The Ravens will likely have several new targets for Jackson next season. Willie Snead IV (62 catches, 651 yards, one touchdown) was the wide receiver who had the best chemistry with Jackson, and Snead plays with the physical nature the Ravens are looking for.
After that, there are questions to answer at wide receiver. John Brown is a free agent and Michael Crabtree is a potential salary cap casualty. Brown said he loved playing with the Ravens and that he was open to re-signing, but his production dropped sharply once Jackson became the starting quarterback, and the Ravens may believe they can find a better fit.
Fourth-year wide receiver Chris Moore (19 catches, 196 yards, one touchdown) is a strong contributor on special teams, but Moore must prove he is ready for a bigger offensive role. Two wide receivers the Ravens drafted last year are still looking for their first NFL catch – Jaleel Scott (fourth round) and Jordan Lasley (fifth round). Scott spend the 2018 season on injured reserve with a hamstring injury, while Lasley was inactive all season.

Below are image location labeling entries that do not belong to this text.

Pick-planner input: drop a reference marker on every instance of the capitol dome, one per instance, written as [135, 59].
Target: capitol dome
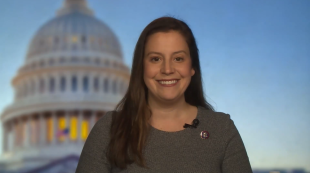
[72, 75]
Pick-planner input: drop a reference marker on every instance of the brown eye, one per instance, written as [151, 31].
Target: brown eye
[179, 59]
[155, 59]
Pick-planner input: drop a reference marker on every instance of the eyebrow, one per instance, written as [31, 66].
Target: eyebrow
[180, 51]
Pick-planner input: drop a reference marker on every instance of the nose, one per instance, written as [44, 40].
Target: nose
[167, 67]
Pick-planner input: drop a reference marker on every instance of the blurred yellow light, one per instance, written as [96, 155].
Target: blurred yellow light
[62, 126]
[73, 128]
[50, 129]
[84, 132]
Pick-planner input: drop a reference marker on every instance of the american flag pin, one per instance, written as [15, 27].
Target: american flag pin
[204, 134]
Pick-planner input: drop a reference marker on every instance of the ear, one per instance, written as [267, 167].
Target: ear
[192, 71]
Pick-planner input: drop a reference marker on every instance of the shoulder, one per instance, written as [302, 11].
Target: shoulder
[102, 126]
[214, 119]
[106, 119]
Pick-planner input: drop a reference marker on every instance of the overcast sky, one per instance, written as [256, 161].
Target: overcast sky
[255, 59]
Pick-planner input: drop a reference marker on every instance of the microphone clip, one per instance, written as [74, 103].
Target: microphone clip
[194, 125]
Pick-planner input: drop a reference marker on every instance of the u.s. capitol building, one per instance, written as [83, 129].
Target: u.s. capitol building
[73, 73]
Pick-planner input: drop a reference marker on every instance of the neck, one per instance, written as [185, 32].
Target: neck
[168, 109]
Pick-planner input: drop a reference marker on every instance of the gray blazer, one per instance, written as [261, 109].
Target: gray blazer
[215, 146]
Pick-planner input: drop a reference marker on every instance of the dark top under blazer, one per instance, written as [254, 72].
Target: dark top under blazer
[168, 152]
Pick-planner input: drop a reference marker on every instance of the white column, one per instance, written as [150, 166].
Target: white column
[67, 116]
[11, 136]
[42, 130]
[55, 127]
[5, 137]
[27, 137]
[79, 125]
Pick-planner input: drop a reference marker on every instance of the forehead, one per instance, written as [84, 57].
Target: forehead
[166, 41]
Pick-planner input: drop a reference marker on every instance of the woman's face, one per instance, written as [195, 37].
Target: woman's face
[167, 66]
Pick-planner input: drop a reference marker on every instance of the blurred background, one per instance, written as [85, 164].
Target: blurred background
[64, 63]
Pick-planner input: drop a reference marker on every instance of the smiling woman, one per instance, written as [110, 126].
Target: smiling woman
[164, 123]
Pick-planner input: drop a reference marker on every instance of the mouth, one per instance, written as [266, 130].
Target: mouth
[170, 82]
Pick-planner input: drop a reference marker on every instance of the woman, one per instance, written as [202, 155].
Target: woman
[164, 123]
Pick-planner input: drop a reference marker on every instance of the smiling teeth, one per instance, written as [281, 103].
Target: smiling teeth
[168, 82]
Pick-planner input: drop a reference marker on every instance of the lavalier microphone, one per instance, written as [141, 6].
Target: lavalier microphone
[194, 125]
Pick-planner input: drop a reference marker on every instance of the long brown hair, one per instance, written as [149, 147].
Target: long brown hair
[129, 128]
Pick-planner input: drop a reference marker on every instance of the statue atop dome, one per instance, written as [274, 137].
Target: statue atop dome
[75, 6]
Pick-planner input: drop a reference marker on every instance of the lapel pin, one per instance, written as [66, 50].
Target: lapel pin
[204, 134]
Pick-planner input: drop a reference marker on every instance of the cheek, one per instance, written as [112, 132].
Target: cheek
[186, 70]
[149, 71]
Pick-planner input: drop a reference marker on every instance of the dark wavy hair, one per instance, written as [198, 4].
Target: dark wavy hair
[130, 128]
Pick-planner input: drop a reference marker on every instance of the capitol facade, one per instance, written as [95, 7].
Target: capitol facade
[72, 75]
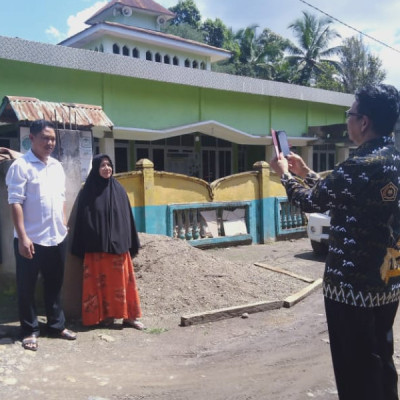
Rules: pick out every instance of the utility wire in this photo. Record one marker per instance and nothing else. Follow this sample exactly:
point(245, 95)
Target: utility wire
point(348, 26)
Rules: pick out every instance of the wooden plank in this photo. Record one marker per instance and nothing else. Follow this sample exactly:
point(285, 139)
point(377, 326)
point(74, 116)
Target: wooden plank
point(295, 298)
point(231, 312)
point(283, 271)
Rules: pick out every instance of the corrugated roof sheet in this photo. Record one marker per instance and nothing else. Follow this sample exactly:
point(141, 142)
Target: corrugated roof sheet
point(16, 109)
point(144, 5)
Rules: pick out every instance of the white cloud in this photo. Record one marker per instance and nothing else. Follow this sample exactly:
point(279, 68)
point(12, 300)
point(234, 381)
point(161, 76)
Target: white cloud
point(54, 33)
point(76, 23)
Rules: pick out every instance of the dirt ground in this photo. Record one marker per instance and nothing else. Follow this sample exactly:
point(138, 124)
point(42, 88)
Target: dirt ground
point(273, 355)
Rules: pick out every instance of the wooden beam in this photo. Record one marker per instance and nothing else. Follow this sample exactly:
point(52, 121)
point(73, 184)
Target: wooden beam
point(231, 312)
point(283, 271)
point(295, 298)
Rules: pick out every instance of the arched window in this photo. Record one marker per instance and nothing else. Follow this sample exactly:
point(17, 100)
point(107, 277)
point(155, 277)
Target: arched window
point(135, 53)
point(115, 48)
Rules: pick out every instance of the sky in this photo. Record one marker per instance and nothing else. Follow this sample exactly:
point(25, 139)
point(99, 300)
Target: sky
point(50, 21)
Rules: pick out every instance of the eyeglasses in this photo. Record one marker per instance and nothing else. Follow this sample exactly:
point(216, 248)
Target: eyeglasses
point(348, 113)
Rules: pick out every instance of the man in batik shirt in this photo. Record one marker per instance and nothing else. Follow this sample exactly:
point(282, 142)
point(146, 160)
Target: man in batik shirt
point(361, 281)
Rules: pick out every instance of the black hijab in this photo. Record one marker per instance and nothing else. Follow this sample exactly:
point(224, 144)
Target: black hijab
point(104, 220)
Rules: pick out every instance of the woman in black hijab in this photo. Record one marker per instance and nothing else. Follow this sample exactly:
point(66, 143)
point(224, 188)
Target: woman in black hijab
point(105, 236)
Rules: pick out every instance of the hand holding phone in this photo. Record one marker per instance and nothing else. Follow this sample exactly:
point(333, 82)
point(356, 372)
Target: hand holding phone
point(281, 145)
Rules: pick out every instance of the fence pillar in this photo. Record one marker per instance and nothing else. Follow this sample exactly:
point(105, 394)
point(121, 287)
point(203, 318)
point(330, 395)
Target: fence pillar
point(147, 168)
point(266, 203)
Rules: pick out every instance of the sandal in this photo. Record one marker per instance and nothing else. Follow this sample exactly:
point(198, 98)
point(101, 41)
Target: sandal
point(30, 343)
point(134, 323)
point(67, 334)
point(107, 323)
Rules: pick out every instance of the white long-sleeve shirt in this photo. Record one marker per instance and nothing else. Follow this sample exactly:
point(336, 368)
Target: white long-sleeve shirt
point(40, 189)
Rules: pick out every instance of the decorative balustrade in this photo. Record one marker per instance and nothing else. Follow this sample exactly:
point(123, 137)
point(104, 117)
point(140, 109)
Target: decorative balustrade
point(290, 218)
point(210, 223)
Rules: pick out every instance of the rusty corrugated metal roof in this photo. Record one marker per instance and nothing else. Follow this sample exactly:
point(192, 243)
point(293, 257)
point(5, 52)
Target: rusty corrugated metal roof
point(17, 109)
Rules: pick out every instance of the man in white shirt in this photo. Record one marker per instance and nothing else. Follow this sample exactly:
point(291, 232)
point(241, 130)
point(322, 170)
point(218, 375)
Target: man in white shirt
point(36, 194)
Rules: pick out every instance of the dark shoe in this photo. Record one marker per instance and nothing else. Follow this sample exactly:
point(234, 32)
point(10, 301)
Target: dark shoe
point(30, 343)
point(68, 335)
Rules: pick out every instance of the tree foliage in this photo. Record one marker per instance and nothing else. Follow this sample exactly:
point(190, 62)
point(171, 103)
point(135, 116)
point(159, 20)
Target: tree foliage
point(186, 12)
point(312, 61)
point(359, 67)
point(314, 36)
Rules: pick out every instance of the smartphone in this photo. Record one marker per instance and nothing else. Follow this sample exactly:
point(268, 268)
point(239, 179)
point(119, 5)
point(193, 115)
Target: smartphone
point(281, 145)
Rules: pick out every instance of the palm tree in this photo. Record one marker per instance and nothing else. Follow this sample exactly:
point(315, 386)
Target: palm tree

Most scouts rate this as a strong draft for wide receivers. Potential wide receiver prospects being linked to the Ravens in the first round of mock drafts include D.K. Metcalf (6-foot-4, 225 pounds) and A.J. Brown (6-foot-1, 230 pounds) of Ole Miss and N'Keal Harry (6-foot-4, 213 pounds) of Arizona State.
Riley Ridley (6-foot-2, 200 pounds) of Georgia also seems to fit the prototype the Ravens may like, but Ridley's grade might not be high enough for a first-round pick. Former Ravens scout turned NFL Network draft analyst Daniel Jeremiah said Georgia wide receiver Mecole Hardman is the "perfect Raven" because of his big-play ability.
Jeremiah believes speed is the most important ingredient to put around Jackson because the Ravens must take advantage of teams stacking the box to stop the run and hit chunk plays when Jackson does throw.
The Ravens are all-in on giving Jackson weapons that suit what they are trying to build – a physical offensive team helps him create big plays with both his arm and his legs. And wide receivers willing to block will be part of the formula.
"That's a challenging position, I think, to draft and to scout and to develop for a lot of reasons," DeCosta said.
"But in the end, I've learned from Ozzie (Newsome) that the guy has to catch the football – first and foremost. You'd like the guy to have some toughness and some speed, some route ability, there's a lot of different things you look for. Blocking as a wide receiver for us is important. It's really important. Again, we'll hash these guys out in the draft meetings and free agency and try to find the guys that fit us best, fit our identity that we like."